Any car can be used as a surf car.  You can build a functional board hauler out ratcheting straps and foam, but the straps will emit a constant hum once you reach freeway speeds. After three or four hours you stop noticing it and go insane, secretly plotting ways to free captive orangutans trapped in zoos.

Perhaps you could argue that a classic van would be a better choice. The choice of free-loving hippies and folk musicians, cab-forward Dodges and Volkswagen vans have endless space for boards and passengers. However, they’re almost impossible find since most of them have evaporated into rust. Even if you do obtain one, it will kill you in a crash or sport a mural conceived during a psychedelic-drug-fueled bender.
A truck seems like the ideal solution. Plenty of places to cram moist, balled-up wetsuits and no need for a poorly-engineered strap rack to carry surfboards. Ideal, until you discover that inner-city hoodlums nick your surfboards every time you leave them unattended in the bed. You can buy them back when they trade hands a couple times and emerge on Craigslist a week later, but that will get expensive.
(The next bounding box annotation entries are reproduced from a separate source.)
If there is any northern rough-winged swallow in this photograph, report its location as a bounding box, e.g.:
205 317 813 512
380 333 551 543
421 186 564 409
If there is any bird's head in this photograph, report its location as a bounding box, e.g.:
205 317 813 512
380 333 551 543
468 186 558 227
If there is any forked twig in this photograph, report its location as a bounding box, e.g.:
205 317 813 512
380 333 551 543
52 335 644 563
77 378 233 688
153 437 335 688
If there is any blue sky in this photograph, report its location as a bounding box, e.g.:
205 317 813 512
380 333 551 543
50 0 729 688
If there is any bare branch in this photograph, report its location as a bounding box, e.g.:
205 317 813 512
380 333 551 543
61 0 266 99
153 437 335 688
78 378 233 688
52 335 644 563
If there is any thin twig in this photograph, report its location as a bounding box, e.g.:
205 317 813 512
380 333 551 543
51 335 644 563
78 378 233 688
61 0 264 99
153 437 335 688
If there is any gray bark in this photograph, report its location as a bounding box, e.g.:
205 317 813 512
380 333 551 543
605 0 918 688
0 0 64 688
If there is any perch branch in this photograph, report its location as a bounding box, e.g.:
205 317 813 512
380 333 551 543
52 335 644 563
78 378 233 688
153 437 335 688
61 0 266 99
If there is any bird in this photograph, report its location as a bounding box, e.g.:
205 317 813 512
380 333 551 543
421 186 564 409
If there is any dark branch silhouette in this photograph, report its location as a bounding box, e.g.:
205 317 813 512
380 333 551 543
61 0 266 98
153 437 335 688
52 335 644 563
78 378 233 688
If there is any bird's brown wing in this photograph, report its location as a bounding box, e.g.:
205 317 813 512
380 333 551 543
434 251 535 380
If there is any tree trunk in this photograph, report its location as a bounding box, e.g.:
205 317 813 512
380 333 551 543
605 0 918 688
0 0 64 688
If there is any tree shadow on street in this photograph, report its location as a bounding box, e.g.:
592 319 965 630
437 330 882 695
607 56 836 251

Surf cars are required to be simple. If an electric window gets stuck when its rolled down, it’ll probably stay that way. Mercifully, Rick’s Saturn has roll-down windows, steel wheels, and cloth seats. No anti-lock brakes or traction control to intervene while you exercise your precision driving skills on Kanan Dune Road.

And since its constructed almost completely from recycled plastic spoons, it will never rust. It will take more than eight hundred-thousand years to decompose, meaning Rick will be driving it for years to come. Maybe the stereo only tunes to Latin hip-hop stations, but it will run as long as you remember to pour oil in it.

The ‘98 Saturn. Perhaps the greatest surf car ever?